That one sentence, tossed off so lightly, sealed off every way out I had.

With no maintenance records, how was a temp's word supposed to overturn an assessment from three senior engineers?

The director stood and waved a hand.

"As maintenance tech, your negligence was severe. The institute has decided to dismiss you and report you to the industry association."

"Then what about my project data? The core derivations for the new material were mine."

Julian crossed his legs, drew a document out of his bag, and gave a soft little laugh.

"Yours? On this project ownership agreement, the first author is Doris and the second is me."

"You're just a temp.
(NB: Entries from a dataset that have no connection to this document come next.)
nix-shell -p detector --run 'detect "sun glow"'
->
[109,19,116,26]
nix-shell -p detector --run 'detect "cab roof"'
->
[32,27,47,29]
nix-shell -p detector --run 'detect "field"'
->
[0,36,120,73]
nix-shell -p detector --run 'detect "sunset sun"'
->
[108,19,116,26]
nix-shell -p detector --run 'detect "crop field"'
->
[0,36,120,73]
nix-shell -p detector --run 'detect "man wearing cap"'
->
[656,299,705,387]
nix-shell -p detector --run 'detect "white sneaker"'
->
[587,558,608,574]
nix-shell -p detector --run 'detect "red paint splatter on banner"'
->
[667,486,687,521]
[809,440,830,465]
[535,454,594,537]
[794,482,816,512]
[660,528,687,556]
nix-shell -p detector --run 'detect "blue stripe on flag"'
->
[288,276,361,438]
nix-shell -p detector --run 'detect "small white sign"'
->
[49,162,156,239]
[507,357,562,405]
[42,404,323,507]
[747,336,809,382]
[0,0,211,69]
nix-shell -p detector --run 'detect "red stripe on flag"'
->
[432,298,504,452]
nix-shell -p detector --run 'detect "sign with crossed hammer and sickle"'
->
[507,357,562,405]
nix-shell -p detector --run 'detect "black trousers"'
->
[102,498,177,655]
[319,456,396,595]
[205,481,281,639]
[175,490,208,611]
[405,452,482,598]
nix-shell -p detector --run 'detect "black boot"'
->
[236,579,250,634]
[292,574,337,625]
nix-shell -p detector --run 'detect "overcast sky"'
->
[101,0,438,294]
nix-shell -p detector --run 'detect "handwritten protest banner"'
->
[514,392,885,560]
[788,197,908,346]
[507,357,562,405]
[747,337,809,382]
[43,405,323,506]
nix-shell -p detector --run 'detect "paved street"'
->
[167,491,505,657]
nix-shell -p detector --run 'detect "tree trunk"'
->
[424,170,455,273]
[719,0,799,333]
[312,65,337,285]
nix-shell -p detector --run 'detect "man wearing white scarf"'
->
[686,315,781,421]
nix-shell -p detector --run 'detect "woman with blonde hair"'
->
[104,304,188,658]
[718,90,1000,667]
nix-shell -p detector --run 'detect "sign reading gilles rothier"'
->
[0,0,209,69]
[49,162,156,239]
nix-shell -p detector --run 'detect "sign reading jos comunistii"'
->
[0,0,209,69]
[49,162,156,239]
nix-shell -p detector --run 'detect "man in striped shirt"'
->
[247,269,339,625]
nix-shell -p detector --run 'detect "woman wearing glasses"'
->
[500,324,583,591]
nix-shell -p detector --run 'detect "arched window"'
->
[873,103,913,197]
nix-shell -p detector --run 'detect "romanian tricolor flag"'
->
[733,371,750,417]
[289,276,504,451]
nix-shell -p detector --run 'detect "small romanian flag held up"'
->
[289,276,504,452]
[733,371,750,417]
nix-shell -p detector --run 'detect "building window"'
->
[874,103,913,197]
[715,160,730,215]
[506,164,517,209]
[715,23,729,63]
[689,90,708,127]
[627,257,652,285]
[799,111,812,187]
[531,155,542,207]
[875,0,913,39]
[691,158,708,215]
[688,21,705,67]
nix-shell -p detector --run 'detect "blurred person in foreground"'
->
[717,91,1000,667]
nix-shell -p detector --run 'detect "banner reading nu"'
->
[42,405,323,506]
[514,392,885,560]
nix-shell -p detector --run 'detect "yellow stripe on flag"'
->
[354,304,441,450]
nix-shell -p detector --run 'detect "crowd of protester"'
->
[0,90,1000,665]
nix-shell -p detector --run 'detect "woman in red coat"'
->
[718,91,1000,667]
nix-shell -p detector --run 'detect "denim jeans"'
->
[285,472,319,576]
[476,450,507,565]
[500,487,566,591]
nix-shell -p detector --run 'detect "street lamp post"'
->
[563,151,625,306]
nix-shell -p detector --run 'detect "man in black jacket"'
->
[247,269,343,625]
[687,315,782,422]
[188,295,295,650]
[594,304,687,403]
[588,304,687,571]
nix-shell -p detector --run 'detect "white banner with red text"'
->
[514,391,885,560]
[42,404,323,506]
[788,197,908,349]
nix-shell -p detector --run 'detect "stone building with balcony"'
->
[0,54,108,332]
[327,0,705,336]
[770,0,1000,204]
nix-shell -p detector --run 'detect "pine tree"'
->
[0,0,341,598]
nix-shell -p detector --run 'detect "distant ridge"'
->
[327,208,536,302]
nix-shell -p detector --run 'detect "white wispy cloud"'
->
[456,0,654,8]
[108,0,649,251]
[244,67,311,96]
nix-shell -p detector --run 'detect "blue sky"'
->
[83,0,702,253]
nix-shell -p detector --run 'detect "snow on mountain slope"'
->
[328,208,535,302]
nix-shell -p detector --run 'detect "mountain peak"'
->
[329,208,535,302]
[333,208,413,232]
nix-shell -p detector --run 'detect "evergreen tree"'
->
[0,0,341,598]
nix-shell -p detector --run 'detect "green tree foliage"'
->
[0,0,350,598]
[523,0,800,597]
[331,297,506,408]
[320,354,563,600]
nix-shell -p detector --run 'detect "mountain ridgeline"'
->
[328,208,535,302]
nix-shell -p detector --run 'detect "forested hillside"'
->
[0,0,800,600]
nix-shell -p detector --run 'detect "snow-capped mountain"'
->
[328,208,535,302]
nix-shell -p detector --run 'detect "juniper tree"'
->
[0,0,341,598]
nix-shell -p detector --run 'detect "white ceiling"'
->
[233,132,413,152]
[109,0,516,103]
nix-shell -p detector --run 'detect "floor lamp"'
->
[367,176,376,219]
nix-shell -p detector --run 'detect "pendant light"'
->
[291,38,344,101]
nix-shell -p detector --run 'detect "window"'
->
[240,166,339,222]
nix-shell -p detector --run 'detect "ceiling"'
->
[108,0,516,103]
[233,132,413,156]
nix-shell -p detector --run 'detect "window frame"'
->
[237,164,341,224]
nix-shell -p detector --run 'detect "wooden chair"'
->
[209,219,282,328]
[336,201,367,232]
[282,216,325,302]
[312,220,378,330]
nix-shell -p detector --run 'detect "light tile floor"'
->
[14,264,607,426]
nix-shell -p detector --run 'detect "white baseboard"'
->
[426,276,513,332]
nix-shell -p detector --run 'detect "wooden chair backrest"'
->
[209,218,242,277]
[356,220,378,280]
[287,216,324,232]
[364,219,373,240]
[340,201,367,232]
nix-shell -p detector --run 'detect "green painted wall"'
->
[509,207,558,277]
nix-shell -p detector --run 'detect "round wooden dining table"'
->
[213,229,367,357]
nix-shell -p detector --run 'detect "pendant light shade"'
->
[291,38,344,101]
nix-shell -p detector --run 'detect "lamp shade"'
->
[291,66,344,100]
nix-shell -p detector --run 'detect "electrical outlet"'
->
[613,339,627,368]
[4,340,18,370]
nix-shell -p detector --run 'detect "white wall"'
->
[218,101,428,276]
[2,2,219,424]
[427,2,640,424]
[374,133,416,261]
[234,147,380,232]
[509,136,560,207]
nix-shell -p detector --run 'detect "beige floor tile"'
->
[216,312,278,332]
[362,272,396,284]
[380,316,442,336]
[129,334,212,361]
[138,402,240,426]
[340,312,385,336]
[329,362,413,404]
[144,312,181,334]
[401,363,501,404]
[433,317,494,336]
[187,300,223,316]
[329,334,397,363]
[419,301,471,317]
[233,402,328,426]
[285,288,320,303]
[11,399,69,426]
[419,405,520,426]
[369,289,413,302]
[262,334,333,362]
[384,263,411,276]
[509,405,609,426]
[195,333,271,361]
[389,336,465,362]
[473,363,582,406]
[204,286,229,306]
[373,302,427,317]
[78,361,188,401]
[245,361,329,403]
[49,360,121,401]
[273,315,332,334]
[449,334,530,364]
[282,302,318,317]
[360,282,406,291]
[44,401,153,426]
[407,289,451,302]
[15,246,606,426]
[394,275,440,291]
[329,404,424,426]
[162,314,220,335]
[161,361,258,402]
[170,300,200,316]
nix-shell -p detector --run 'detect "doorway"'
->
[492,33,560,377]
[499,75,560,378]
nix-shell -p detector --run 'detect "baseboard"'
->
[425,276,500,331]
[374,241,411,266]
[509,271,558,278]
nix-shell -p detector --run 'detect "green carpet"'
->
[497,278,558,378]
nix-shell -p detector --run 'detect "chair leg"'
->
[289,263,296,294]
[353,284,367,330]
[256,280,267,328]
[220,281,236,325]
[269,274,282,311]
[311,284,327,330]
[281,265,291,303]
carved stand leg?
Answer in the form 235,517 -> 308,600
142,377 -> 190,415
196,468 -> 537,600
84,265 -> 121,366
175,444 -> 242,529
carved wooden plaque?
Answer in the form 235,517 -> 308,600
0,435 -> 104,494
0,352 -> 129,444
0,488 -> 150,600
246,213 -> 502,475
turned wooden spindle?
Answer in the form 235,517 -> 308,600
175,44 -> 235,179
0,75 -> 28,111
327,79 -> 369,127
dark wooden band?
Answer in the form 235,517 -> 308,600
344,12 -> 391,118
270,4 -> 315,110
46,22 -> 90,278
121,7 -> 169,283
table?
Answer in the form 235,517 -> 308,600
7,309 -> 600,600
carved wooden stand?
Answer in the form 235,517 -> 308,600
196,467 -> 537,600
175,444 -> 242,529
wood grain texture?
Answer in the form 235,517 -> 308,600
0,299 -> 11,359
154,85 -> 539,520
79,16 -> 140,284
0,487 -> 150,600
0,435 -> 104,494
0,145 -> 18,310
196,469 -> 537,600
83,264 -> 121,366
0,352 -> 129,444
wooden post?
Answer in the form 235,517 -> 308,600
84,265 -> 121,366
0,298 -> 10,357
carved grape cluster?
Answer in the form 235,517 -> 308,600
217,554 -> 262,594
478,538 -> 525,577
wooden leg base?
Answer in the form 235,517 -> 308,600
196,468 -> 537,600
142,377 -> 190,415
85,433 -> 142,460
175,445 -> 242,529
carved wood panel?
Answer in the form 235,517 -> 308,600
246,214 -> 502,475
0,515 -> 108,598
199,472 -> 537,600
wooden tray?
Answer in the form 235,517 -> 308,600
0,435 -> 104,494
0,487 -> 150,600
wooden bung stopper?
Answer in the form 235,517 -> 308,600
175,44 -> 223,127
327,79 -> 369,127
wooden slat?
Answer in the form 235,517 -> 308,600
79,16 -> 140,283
How would someone like you ever be involved in an experimental project like this?"

Sure enough, when I opened the agreement, my name had already been altered.

The data and models for this project were all the product of three years of my own work, day and night, no rest.

I'd shared my results with Julian out of good faith, let him help with some simple record-keeping.

I never imagined he'd just steal everything I'd poured myself into.

Right then, a wail broke out in the hallway.

My mother came charging straight in.

"Director, don't believe a word she says. She's had sticky fingers since she was a child, always jealous of her sister, always making trouble on purpose."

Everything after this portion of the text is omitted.